Devlet bürokrasisi ve Akademilerin dayattığı güzellik anlayışlarından kendini kurtaran bir yazınsal ve sanatsal dünya 19. yüzyılda yapılanmaya başlamıştır.
Yazınsal alan´ın yapısını, birbirini izleyen oluşum aşamaları içinde inceleyen Pierre Bourdieu, Gustave Flaubert´ren yola çıkarak, onun, alanın oluşumuna neleri borçlu olduğunu, yani yazar Flaubert´in üretimine katkıda bulunduğu şey aracılığıyla nasıl üretildiğini gösteriyor. Bu yaklaşımını diğer sanatlara ve yaptığı gönderimlerle çağdaş eğilimlere de yayarak sanatsal yaratıyı bütünsel bir biçimde kuşatmaya çalışıyor.
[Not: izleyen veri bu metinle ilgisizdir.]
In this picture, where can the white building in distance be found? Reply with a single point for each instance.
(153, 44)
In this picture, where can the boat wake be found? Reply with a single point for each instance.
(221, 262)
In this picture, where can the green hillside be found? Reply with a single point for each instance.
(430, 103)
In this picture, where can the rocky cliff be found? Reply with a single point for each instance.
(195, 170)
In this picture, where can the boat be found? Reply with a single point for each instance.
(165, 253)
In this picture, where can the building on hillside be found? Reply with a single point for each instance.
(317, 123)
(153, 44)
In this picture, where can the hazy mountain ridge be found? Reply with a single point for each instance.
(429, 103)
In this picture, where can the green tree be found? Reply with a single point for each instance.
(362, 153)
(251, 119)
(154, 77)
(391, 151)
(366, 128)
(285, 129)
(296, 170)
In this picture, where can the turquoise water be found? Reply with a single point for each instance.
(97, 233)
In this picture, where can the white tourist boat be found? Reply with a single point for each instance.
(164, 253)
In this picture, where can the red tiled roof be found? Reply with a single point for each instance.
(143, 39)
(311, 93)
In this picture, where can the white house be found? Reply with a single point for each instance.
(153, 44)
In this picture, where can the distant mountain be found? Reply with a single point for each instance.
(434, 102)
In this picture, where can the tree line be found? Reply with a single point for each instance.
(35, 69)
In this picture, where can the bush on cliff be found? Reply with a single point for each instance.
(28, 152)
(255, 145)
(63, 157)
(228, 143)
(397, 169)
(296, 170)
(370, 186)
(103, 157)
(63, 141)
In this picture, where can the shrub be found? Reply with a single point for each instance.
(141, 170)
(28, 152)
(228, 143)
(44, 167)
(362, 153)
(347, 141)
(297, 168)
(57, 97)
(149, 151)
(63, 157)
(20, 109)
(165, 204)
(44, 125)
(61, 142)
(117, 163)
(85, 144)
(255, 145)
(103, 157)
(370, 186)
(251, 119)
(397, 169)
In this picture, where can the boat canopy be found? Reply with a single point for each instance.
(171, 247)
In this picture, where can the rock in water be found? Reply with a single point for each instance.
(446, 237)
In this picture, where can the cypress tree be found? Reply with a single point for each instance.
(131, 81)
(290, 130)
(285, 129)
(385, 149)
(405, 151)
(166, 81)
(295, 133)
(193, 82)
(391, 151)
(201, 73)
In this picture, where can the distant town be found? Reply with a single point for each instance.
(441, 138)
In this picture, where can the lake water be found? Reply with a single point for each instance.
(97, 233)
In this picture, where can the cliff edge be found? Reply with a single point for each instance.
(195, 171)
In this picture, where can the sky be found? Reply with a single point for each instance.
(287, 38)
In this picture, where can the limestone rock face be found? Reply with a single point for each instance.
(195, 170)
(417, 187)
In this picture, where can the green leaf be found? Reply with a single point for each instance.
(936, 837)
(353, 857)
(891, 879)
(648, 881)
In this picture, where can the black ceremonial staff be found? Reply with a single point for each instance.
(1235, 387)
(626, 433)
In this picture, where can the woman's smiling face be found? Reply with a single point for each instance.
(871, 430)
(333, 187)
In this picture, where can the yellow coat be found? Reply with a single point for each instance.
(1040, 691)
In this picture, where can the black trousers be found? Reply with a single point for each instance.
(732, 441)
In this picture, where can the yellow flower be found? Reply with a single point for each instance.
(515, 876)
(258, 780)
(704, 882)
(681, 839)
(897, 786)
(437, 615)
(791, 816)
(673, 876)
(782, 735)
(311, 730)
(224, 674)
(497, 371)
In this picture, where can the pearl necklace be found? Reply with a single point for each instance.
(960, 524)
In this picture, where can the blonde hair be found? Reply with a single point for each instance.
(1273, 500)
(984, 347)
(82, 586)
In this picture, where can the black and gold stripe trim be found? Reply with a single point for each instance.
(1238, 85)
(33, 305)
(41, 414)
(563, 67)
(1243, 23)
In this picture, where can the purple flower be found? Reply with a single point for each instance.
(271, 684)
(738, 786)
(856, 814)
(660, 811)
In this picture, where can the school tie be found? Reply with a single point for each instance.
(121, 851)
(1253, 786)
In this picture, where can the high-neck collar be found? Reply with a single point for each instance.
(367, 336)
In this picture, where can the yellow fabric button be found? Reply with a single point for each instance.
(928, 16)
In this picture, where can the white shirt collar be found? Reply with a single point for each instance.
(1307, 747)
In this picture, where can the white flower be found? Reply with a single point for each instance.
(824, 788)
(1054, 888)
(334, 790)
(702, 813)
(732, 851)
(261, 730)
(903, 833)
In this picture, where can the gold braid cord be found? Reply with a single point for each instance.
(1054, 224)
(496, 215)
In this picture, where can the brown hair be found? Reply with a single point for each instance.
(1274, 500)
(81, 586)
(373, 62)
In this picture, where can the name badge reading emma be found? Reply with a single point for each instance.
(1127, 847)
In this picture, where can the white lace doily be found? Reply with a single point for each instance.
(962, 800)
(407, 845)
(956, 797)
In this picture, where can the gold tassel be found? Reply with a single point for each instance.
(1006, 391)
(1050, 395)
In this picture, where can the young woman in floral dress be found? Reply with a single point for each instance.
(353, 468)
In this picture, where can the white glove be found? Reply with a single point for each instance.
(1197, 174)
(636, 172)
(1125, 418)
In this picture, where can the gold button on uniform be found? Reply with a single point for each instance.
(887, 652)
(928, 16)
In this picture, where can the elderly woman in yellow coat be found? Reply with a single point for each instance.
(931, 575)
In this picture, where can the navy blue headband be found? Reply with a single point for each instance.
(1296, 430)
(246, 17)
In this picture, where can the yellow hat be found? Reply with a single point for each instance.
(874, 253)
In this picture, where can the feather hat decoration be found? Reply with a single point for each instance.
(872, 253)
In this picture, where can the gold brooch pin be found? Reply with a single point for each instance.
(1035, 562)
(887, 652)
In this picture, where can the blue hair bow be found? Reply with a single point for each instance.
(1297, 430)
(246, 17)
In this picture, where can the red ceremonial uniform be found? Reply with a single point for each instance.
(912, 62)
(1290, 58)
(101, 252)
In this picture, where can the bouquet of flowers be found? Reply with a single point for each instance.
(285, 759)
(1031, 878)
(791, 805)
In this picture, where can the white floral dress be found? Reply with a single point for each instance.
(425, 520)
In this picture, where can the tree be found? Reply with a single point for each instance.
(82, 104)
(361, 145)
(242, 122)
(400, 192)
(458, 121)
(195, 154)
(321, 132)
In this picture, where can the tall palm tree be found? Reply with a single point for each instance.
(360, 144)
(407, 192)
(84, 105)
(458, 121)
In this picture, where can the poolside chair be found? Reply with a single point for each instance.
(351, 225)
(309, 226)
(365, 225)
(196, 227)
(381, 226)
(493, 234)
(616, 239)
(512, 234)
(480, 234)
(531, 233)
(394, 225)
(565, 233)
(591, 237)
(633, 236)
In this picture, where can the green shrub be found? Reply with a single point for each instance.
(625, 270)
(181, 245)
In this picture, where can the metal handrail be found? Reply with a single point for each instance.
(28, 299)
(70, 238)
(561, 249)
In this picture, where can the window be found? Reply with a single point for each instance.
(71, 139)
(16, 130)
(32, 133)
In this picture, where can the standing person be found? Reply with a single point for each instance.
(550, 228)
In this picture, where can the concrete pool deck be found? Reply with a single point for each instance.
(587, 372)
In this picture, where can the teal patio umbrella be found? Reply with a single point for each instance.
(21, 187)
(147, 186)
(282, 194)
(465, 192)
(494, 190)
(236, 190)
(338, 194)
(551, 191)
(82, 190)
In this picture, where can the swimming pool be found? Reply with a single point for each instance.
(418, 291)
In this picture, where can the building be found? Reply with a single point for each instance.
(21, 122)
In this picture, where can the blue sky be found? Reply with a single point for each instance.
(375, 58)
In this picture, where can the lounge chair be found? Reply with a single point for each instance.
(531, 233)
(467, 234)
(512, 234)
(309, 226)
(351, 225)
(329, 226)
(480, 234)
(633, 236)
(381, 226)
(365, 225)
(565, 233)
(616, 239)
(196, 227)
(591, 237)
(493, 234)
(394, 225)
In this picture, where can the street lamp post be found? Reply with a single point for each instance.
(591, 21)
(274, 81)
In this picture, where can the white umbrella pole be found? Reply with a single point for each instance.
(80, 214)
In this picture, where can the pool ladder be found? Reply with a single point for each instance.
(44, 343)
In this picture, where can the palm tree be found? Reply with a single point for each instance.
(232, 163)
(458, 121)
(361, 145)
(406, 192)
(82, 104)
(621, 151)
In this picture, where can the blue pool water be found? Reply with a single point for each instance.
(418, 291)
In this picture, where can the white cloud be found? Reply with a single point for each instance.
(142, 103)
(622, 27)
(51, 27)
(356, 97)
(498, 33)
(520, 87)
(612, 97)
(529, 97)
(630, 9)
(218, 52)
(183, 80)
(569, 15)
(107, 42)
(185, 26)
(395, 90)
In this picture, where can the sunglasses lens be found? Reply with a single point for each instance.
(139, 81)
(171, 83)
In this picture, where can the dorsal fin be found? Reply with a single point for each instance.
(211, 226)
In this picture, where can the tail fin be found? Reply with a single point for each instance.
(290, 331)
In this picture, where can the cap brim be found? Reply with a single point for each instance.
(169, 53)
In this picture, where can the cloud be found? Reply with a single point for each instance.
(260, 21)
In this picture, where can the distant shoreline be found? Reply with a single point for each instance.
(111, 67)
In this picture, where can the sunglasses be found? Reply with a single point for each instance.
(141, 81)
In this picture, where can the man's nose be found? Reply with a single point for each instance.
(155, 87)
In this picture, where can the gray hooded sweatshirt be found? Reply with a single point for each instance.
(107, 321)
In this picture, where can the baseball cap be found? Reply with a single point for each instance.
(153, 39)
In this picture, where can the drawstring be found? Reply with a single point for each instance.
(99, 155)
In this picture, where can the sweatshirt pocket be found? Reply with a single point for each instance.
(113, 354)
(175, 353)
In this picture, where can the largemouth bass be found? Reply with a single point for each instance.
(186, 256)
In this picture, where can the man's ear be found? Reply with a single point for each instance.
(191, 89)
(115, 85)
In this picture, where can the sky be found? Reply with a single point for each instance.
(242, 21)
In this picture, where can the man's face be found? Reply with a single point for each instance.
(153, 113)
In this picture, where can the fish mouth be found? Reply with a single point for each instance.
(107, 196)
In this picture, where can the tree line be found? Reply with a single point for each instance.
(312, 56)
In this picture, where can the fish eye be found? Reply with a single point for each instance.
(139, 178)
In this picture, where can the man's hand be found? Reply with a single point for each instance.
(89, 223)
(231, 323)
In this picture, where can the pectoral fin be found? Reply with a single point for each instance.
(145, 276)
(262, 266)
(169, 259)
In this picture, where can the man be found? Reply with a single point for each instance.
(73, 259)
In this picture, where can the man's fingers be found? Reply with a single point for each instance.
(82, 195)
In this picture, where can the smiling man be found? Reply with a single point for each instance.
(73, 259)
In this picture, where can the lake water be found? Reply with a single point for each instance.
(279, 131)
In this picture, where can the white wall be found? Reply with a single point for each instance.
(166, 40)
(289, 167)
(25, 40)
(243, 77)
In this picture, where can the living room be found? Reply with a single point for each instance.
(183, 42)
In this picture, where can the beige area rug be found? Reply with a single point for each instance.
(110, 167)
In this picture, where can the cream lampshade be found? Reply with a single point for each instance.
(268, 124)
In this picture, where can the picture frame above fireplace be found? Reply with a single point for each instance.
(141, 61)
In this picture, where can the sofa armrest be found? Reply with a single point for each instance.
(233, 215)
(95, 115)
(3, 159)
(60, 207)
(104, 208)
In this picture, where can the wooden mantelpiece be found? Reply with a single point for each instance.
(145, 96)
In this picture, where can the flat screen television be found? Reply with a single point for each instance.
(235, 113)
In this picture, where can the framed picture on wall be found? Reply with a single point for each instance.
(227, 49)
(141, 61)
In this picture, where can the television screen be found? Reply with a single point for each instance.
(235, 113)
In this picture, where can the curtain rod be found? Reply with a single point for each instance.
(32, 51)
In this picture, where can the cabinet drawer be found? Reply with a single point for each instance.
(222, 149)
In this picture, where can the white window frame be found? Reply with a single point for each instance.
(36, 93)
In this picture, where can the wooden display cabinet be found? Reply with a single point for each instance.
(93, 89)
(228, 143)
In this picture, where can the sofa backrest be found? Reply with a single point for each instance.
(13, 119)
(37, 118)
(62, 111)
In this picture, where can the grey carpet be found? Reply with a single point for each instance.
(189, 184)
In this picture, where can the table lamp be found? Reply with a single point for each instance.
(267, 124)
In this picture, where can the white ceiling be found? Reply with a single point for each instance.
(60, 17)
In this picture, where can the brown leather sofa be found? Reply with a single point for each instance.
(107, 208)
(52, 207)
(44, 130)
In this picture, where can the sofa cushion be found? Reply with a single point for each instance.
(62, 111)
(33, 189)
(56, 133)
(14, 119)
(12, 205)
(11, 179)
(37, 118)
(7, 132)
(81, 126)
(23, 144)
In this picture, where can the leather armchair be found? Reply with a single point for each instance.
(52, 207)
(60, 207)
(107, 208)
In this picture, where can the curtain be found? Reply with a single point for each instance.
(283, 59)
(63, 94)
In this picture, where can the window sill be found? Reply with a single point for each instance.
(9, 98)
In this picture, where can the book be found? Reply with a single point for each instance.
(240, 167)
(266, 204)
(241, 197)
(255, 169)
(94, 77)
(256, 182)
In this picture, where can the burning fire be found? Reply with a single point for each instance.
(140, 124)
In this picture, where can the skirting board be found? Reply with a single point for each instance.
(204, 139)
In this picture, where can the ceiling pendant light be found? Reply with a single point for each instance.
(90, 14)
Yapıtın, bizzat kendisinin üretimini değil yalnızca, değerinin üretimini de konu edinen bir yapıtlar bilimi´nin temellerini atıyor.
Yaratıcıyı içinde bulunduğu toplumsal belirlenimlerin etkisi altında silmenin çok uzağında durarak, sanatsal alanın belirli bir durumda ortaya çıkan olasılar uzamını inceliyor ve sanatçının, bu belirlenimlere karşı ve bu belirlenimler sayesinde, kendini yaratıcı olarak üretmek, yani kendi yaratılışının öznesi olmak için gerçekleştirmek zorunda olduğu özgül çalışmayı anlamamıza olanak sağlıyor.